In your question you mentioned A.shape=(10000,50), B=(40,50). Using float64 your result will be aproximately 1600 GB. This can be done without problems if you have enough disk space, but you have to think what you wan't to do with the data next. Maybe this is only a intermediate result and processing the data in blocks is possible.

If this is not the case here is an example how to handle 1600GB of data efficiently (RAM usage will be about 200 MB). The troughput should be around 200 MB/s on realistic data.

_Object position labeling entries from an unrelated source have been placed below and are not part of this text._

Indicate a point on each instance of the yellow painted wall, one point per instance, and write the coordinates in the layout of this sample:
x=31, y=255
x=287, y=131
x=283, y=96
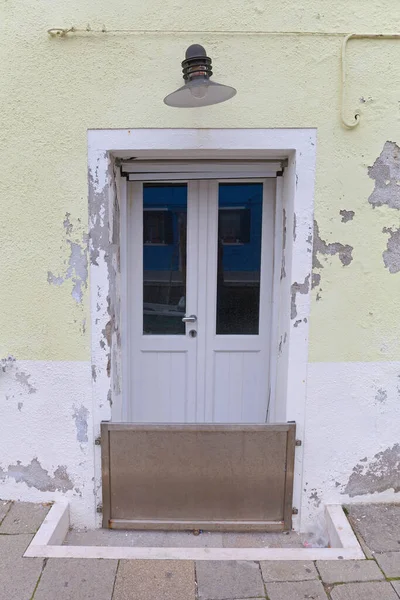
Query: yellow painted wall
x=53, y=90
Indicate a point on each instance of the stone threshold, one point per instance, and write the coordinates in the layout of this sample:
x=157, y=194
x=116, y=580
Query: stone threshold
x=48, y=543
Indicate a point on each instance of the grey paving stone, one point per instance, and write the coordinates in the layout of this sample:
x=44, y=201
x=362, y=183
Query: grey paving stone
x=396, y=585
x=18, y=576
x=4, y=508
x=288, y=570
x=389, y=562
x=72, y=578
x=298, y=590
x=364, y=591
x=155, y=580
x=343, y=571
x=379, y=525
x=222, y=580
x=24, y=517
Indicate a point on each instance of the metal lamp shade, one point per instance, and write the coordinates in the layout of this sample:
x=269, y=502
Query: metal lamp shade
x=198, y=89
x=184, y=97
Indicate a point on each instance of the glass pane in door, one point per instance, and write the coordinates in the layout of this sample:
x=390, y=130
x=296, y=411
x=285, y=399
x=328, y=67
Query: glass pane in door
x=164, y=258
x=239, y=258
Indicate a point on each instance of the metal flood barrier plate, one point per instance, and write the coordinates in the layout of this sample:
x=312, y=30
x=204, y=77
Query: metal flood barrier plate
x=200, y=476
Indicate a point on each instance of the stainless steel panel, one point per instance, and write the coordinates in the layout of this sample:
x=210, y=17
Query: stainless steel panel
x=225, y=477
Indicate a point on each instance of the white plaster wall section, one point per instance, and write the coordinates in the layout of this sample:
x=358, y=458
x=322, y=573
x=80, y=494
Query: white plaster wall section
x=298, y=266
x=100, y=188
x=46, y=447
x=352, y=450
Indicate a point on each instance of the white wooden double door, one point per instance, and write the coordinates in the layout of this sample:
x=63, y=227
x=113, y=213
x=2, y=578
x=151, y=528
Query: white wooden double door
x=200, y=270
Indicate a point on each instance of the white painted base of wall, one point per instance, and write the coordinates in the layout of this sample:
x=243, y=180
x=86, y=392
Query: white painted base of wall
x=46, y=435
x=47, y=543
x=351, y=445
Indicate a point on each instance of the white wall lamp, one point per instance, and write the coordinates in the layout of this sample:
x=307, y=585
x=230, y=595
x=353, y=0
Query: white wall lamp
x=198, y=89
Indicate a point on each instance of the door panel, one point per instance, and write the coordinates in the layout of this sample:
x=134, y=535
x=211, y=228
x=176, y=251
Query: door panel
x=163, y=355
x=202, y=248
x=238, y=387
x=239, y=303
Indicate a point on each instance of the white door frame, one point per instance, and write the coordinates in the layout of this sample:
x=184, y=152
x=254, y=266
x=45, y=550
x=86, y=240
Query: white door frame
x=106, y=195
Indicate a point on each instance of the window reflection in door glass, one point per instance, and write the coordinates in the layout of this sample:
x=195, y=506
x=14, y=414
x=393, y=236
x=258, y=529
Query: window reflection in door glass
x=164, y=258
x=239, y=258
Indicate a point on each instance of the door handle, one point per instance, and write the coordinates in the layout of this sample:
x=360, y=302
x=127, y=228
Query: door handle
x=191, y=319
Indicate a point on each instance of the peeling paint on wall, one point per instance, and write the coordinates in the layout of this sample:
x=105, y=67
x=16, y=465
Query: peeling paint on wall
x=344, y=251
x=298, y=288
x=386, y=173
x=381, y=396
x=23, y=379
x=314, y=497
x=80, y=416
x=320, y=247
x=34, y=475
x=104, y=238
x=9, y=364
x=283, y=265
x=77, y=267
x=381, y=474
x=347, y=215
x=391, y=256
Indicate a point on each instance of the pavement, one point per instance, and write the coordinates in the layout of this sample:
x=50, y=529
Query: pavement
x=378, y=578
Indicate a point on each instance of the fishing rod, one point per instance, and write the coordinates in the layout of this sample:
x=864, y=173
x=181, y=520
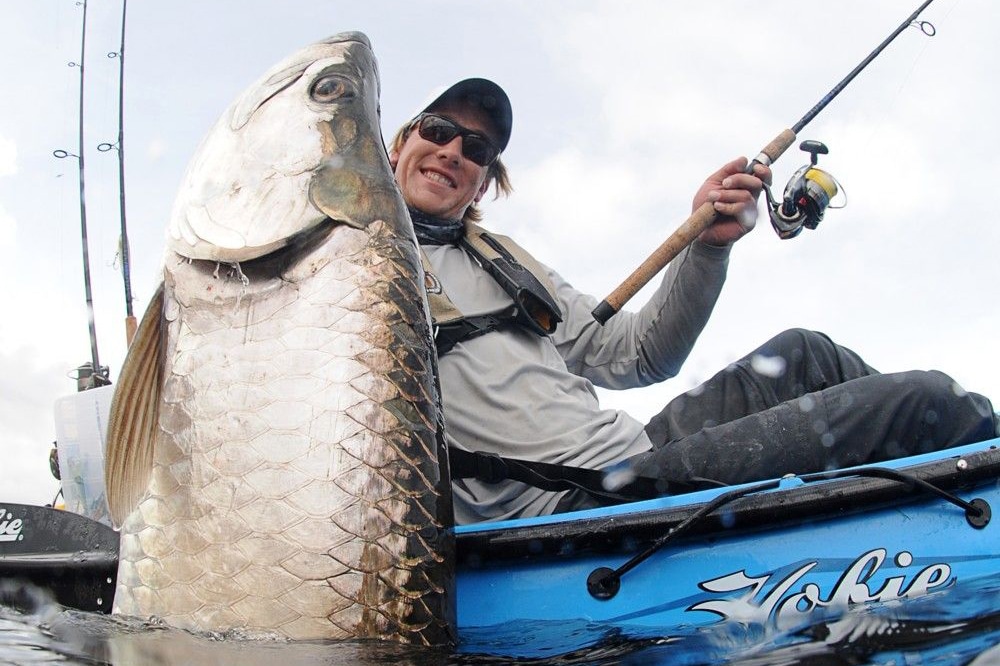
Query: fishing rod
x=119, y=146
x=98, y=375
x=706, y=214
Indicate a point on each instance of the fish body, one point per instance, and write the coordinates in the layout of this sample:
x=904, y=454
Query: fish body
x=275, y=452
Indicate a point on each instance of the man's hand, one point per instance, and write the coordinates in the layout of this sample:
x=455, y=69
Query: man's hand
x=734, y=195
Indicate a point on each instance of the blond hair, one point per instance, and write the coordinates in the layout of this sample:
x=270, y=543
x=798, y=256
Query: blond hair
x=496, y=173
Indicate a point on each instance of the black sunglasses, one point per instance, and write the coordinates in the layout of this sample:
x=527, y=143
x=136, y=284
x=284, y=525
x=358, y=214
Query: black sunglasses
x=439, y=130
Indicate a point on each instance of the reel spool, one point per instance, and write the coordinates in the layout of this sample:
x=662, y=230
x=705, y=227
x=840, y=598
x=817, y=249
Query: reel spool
x=807, y=195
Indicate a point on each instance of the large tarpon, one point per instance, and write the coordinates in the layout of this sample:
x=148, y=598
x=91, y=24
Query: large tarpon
x=275, y=456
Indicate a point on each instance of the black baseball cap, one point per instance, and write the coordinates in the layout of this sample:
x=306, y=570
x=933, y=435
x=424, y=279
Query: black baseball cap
x=484, y=94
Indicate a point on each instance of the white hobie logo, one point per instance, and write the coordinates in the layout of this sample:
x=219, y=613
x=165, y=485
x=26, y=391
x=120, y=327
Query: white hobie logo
x=781, y=604
x=10, y=527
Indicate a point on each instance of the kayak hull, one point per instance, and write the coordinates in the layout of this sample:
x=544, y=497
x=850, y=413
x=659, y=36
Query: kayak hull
x=781, y=554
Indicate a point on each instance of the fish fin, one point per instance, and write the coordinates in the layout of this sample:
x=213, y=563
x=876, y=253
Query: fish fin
x=132, y=427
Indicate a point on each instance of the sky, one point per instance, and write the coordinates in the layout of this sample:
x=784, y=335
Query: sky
x=621, y=109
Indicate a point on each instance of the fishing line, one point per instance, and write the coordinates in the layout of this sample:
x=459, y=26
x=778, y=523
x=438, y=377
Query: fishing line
x=706, y=214
x=95, y=375
x=119, y=147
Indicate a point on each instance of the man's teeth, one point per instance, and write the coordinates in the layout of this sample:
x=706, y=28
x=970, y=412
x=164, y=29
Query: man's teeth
x=435, y=176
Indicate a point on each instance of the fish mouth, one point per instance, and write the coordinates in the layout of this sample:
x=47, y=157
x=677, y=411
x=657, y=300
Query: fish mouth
x=278, y=262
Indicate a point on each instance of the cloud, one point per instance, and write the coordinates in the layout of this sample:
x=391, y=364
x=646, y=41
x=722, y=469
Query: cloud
x=8, y=230
x=8, y=156
x=156, y=149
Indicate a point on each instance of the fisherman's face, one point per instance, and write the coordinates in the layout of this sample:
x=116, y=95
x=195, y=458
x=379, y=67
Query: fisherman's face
x=439, y=180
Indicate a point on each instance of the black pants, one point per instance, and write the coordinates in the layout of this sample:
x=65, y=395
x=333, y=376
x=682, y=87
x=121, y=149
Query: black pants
x=801, y=403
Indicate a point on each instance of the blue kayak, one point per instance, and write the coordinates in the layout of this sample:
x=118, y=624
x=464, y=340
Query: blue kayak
x=779, y=554
x=782, y=553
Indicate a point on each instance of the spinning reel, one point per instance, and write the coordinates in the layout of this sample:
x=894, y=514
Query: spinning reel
x=807, y=196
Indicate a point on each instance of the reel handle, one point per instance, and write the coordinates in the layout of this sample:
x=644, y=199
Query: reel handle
x=683, y=236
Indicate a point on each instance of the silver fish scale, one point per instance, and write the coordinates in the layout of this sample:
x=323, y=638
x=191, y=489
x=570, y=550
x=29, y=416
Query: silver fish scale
x=295, y=486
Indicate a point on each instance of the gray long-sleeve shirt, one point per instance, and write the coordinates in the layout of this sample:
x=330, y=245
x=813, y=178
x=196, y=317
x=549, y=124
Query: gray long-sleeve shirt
x=521, y=395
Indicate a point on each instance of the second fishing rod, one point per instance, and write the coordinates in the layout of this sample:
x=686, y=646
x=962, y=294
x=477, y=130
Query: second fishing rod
x=813, y=189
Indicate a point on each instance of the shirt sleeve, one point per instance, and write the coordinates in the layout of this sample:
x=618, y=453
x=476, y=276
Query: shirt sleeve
x=640, y=348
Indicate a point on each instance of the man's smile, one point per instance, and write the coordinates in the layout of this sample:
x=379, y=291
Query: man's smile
x=438, y=177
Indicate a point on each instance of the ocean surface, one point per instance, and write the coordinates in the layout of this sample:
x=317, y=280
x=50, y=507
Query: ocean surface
x=958, y=625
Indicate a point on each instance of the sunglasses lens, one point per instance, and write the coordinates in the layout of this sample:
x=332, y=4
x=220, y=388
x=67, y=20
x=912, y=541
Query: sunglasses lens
x=478, y=150
x=441, y=131
x=437, y=130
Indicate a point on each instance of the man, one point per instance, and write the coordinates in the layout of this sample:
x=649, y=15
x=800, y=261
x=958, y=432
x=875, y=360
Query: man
x=520, y=352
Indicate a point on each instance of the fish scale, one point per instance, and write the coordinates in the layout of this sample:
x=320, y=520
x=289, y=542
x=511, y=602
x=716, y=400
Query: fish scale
x=295, y=486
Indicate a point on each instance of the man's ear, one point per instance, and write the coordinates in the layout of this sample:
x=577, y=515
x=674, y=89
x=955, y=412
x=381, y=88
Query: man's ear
x=482, y=189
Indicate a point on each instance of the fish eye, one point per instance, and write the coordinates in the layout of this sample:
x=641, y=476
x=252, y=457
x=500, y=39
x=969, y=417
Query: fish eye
x=329, y=88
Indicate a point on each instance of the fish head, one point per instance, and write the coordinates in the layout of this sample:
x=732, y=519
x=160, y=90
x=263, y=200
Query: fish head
x=300, y=147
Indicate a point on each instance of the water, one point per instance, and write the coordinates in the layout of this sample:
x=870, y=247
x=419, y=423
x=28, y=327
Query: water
x=960, y=625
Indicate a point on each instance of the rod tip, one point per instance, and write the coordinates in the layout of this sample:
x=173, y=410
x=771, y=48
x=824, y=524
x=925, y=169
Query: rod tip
x=603, y=312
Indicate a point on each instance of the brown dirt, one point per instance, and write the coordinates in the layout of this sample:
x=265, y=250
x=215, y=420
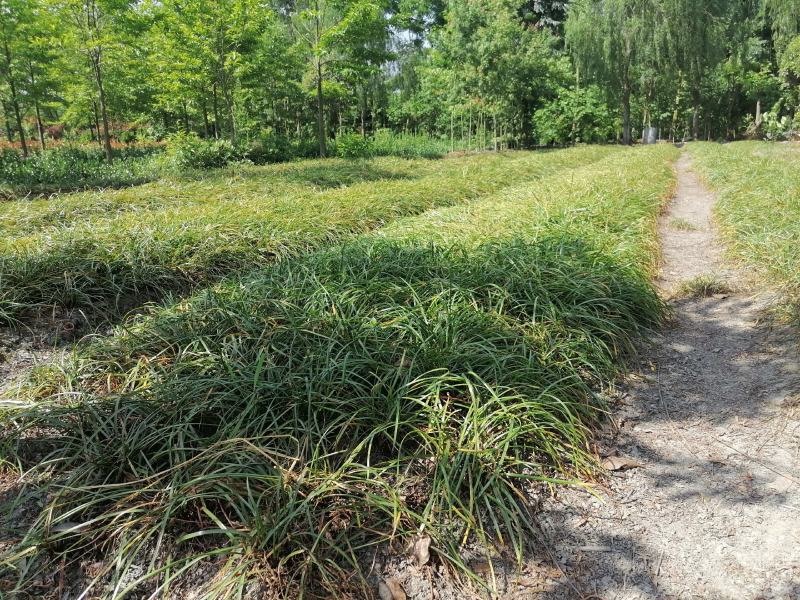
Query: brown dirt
x=714, y=418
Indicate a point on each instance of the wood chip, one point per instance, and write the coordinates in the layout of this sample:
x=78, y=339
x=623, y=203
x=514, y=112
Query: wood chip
x=422, y=550
x=620, y=463
x=390, y=589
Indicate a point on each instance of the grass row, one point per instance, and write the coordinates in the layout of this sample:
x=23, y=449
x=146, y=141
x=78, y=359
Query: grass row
x=280, y=425
x=759, y=208
x=171, y=236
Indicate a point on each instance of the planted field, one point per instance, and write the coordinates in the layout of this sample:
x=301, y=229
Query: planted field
x=759, y=208
x=109, y=251
x=281, y=425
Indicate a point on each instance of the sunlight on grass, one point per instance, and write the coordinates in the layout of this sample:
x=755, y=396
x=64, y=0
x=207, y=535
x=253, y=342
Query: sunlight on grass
x=421, y=378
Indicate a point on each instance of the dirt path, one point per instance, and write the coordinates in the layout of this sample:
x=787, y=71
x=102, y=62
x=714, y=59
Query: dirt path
x=714, y=420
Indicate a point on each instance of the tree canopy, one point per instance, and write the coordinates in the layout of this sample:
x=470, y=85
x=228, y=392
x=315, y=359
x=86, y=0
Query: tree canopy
x=491, y=72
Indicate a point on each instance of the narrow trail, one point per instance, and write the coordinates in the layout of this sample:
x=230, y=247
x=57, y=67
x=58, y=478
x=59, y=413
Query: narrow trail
x=714, y=420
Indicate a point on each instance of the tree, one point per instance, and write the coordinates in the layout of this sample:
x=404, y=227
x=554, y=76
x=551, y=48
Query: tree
x=349, y=34
x=610, y=39
x=14, y=15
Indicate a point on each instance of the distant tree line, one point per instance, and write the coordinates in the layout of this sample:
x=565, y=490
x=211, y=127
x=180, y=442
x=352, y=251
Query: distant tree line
x=492, y=72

The code calculating the results is from @PaulPanzer.

import numpy as np
import tables #register blosc
import h5py as h5
import h5py_cache as h5c

a=np.arange(500*50).reshape(500, 50)
b=np.arange(40*50).reshape(40, 50)

# isn't well documented, have a look at https://github.com/Blosc/hdf5-blosc
compression_opts=(0, 0, 0, 0, 5, 1, 1)
compression_opts[4]=9 #compression level 0...9
compression_opts[5]=1 #shuffle
compression_opts[6]=1 #compressor (I guess that's lz4)

File_Name_HDF5='Test.h5'
f = h5.File(File_Name_HDF5, 'w',chunk_cache_mem_size=1024**2*300)
dset = f.create_dataset('Data', shape=(a.shape[0]**2*b.shape[0],a.shape[1]),dtype='d',chunks=(a.shape[0]*b.shape[0],1),compression=32001,compression_opts=(0, 0, 0, 0, 9, 1, 1), shuffle=False)

#Write the data
for i in range(a.shape[0]):
  sh = a.shape[1:]
  aba = (a[i] + b[:, None] - a).reshape(-1, *sh)
  dset[i*a.shape[0]*b.shape[0]:(i+1)*a.shape[0]*b.shape[0]]=aba

f.close()

Reading the data

File_Name_HDF5='Test.h5'
f = h5c.File(File_Name_HDF5, 'r',chunk_cache_mem_size=1024**2*300)
dset=f['Data']
chunks_size=500
for i in range(0,dset.shape[0],chunks_size):
  #Iterate over the first column
  data=dset[i:i+chunks_size,:] #avoid excessive calls to the hdf5 library
  #Do something with the data

f.close()

f = h5c.File(File_Name_HDF5, 'r',chunk_cache_mem_size=1024**2*300)
dset=f['Data']
for i in range(dset.shape[1]):
  # Iterate over the second dimension
  # fancy indexing e.g.[:,i] will be much slower
  # use np.expand_dims or in this case np.squeeze after the read operation from the dset
  # if you wan't to have the same result than [:,i] (1 dim array)
  data=dset[:,i:i+1] 
  #Do something with the data

f.close()

On this test example I get a write throughput of about 550 M/s, a read throuhput of about (500 M/s first dim, 1000M/s second dim) and a compression ratio of 50. Numpy memmap will only provide acceptable speed if you read or write data along the fastest changing direction (in C the last dimension), with a chunked data format used by HDF5 here, this isn't a problem at all. Compression is also not possible with Numpy memmap, leading to higher file sizes and slower speed.

Please note that the compression filter and chunk shape have to be set up to your needs. This depends on how you wan't to read the data afterwards and the actual data.

If you do something completely wrong, the perfornance can be 10-100 times slower compared to a proper way to do it (e.g. the chunkshape can be optimized for the first or the second read example).